Work–life balance is a satisfactory state of equilibrium between an individual’s work and private life. Enabling a better work–life balance for workers across the life course has been an EU policy goal for many years as it is central to ensuring that work is sustainable for all. 

On 17 November 2017, the European Parliament, the Council and the European Commission formally proclaimed the European Pillar of Social Rights. The Pillar includes an initiative to support work–life balance for parents and carers. The initiative aims to address women's underrepresentation in the labour market and outlines a number of new or improved minimum standards for parental, paternity and carer’s leave.

Eurofound's work

Work–life balance continues to be a significant research topic for Eurofound, in its surveys and other studies, including in the outputs from the recently published European Quality of Life Survey 2016

Data collection

Eurofound’s European Quality of Life Surveys (EQLS) provide comparisons between countries on the reconciliation of work and family life, flexible working time arrangements and the provision of quality care services. The European Company Surveys (ECS) provide data on why and how companies make use of a broad variety of working time arrangements. The European Working Conditions Surveys (EWCS) look at the organisation of working time across the EU and issues related to it including flexible arrangements, working time preferences and work–life balance.

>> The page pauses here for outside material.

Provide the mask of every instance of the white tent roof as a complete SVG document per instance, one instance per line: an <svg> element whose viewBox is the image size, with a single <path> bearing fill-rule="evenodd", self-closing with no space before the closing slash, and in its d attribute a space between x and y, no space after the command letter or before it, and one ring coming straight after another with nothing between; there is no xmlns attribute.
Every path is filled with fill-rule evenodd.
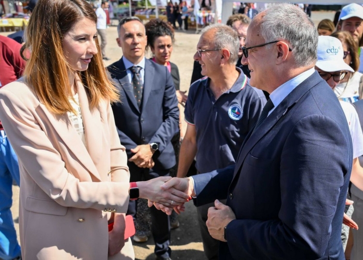
<svg viewBox="0 0 363 260"><path fill-rule="evenodd" d="M236 2L236 0L222 0L223 2ZM289 2L291 3L311 3L314 4L348 4L356 3L363 4L363 0L251 0L249 1L254 2L263 3L281 3Z"/></svg>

The European Observatory of Working Life (EurWORK) provides information on working conditions and sustainable work including a database on wages, working time and collective disputes. Eurofound has also estimated the economic and social costs of the gender employment gap and can offer information on the creation of employment in care services.

Data and resources

Featured: Striking a balance: Reconciling work and life in the EU

14 December 2018 - How to combine work with life is a fundamental issue for many people, an issue that policymakers, social partners, businesses and individuals are seeking to resolve. Simultaneously, new challenges and solutions are transforming the interface between work and life: an ageing population, technological change, higher employment rates and fewer weekly working hours. This report aims to examine the reciprocal relationship between work and life for people in the EU, the circumstances in which they struggle to reconcile the two domains, and what is most important for them in terms of their work–life balance.